Andy Griffith dead at 86
Griffith's career included stints on Broadway, notably "No Time for Sergeants"; movies such as Elia Kazan's "A Face in the Crowd"; and records. He was inducted into the Academy of Television Arts Hall of Fame in 1992 and in 2005, he received the Presidential Medal of Freedom, one of the country's highest civilian honors.
"The Andy Griffith Show" was one of only three series in TV history to bow out at the top of the ratings. (The others were "I Love Lucy" and "Seinfeld.") Griffith said he decided to end it "because I thought it was slipping, and I didn't want it to go down further."
When asked in 2007 to name his favorite episodes, the ones atop Griffith's list were the shows that emphasized Knotts' character. Griffith and Knotts had become friends while performing in "No Time for Sergeants," and remained so until Knotts' death in 2006 at 81.
"The second episode that we shot, I knew Don should be funny and I should play straight for him," Griffith said. "That opened up the whole series because I could play straight for everybody else. And I didn't have to be funny. I just let them be funny."
Letting others get the laughs was something of a role reversal for Griffith, whose career took off after he recorded the comedic monologue "What It Was, Was Football."
That led to his first national television exposure on "The Ed Sullivan Show" in 1954, and the stage and screen versions as the bumbling draftee in "No Time for Sergeants."
In the drama "A Face in the Crowd," he starred as Larry "Lonesome" Rhodes, a local jailbird and amateur singer who becomes a homespun philosopher on national television. As his influence rises, his drinking, womanizing and lust for power are hidden by his handlers.
"Mr. Griffith plays him with thunderous vigor," The New York Times wrote. Said The Washington Post: "He seems to have one of those personalities that sets film blazing."
Griffith said Kazan led him through his role, and it was all a bit overwhelming for someone with, as he put it, just "one little acting course in college."
"He would call me in the morning into his little office there, and he'd tell me all the colors that he wanted to see from my character that day," he recalled in 2007.
"Lonesome Rhodes had wild mood swings. He'd be very happy, he'd be very said, he'd be very angry, very depressed," he said. "And I had to pull all of these emotions out of myself. And it wasn't easy."
His role as Sheriff Taylor seemingly obliterated Hollywood's memory of Griffith as a bad guy. But then, after that show ended, he found roles scarce until he landed a bad-guy role in "Pray for the Wildcats."
Hollywood's memory bank dried up again, he said. "I couldn't get anything but heavies. It's funny how that town is out there. They see you one way."
More recently, Griffith won a Grammy in 1997 for his album of gospel music "I Love to Tell the Story - 25 Timeless Hymns."

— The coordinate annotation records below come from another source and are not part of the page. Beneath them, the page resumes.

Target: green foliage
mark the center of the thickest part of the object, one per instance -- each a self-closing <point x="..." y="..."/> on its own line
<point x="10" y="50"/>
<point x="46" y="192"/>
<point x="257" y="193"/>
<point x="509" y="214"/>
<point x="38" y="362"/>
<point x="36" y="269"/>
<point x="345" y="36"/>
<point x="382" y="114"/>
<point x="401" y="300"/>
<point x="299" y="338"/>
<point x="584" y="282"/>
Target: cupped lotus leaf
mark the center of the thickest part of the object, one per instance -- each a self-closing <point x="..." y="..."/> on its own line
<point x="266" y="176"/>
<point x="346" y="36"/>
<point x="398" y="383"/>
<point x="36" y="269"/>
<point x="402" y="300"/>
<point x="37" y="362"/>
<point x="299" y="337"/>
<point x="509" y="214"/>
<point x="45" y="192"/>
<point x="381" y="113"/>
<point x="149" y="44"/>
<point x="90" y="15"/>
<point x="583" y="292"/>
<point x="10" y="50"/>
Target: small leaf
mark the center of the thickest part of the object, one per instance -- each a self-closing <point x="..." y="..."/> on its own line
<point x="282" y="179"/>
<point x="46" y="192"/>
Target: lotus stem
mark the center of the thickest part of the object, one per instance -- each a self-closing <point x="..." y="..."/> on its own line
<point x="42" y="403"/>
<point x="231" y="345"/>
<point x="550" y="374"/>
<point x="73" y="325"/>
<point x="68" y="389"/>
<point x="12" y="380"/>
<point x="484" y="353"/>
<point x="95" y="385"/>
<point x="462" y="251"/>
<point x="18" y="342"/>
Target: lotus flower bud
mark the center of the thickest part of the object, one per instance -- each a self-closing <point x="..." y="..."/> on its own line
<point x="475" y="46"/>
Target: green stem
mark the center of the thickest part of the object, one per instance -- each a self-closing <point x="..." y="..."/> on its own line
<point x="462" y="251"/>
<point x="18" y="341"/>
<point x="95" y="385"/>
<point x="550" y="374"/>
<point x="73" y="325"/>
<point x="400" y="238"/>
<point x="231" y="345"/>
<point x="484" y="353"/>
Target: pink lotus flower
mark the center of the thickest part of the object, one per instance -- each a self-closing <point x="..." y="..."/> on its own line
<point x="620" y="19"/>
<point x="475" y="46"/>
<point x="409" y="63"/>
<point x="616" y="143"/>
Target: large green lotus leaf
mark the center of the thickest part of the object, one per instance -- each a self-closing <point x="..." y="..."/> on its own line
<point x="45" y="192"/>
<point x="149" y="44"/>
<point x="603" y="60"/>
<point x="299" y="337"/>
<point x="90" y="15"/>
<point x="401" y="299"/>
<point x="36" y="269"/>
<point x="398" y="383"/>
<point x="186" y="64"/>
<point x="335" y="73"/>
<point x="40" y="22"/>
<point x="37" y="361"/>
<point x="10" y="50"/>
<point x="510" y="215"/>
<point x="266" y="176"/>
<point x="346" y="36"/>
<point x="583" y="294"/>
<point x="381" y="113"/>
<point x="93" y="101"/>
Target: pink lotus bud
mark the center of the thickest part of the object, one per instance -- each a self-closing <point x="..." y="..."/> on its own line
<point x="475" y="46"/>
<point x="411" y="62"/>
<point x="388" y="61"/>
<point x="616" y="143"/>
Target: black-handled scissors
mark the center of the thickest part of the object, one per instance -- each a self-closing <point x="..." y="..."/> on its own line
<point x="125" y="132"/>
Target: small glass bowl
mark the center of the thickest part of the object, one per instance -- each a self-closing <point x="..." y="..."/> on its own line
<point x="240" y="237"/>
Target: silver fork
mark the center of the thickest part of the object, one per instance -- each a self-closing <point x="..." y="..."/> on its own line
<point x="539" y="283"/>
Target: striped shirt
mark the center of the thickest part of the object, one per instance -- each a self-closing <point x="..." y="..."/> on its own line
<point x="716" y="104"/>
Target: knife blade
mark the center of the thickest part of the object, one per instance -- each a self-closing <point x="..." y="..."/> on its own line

In 2007, he appeared in the independent film "Waitress," playing the boss at the diner. The next year, he appeared in Brad Paisley's awarding-winning music video "Waitin' on a Woman."
Griffith was born in 1926 in Mount Airy and as a child sang and played slide trombone in the band at Grace Moravian Church. He studied at the University of North Carolina at Chapel Hill and for a time contemplated a career in the ministry. But he eventually got a job teaching high school music in Goldsboro.
His acting career began with the role of Sir Walter Raleigh in Paul Green's outdoor pageant, "The Lost Colony," in Manteo. And he remained in the area even after superstardom knocked at his door.
Griffith protected his privacy by building a circle of friends who revealed little to nothing about him. Strangers who asked where Griffith lived in Manteo would receive circular directions that took them to the beach, said William Ivey Long, the Tony Award-winning costume designer whose parents were friends with Griffith and his first wife, Barbara.
Griffith helped Long's father build the house where the family lived in a community of bohemian artists with little money, sharing quart jars of homemade vegetable soup with each other.
Both Long and Fincannon recalled Griffith's sneaky tendency to show up unexpectedly - sneaking into the choir at "The Lost Colony," or driving the grand marshals of the local Christmas parade incognito in his 1932 roadster convertible.
Fincannon described Griffith as the symbol of North Carolina, a role that "put heavy pressure on him because everyone felt like he was their best friend. With great grace, he handled the constant barrage of people wanting to talk to Andy Taylor."
He and his first wife, Barbara Edwards, had two children, Sam, who died in 1996, and Dixie. His second wife was Solica Cassuto. Both marriages ended in divorce. He married his third wife, Cindi Knight Griffith, in 1983.
"She and I are not only married, we're partners," Griffith said in 2007. "And she helps me very much with everything."
When asked if the real Griffith was more wise like Sheriff Taylor or cranky like Joe, the diner owner in "Waitress," Griffith said he was a bit of both, and then some.
"I'm not really wise. But I can be cranky," he said. "I can be a lot like Joe. But I'm lot like Andy Taylor, too. And I'm some Lonesome Rhodes."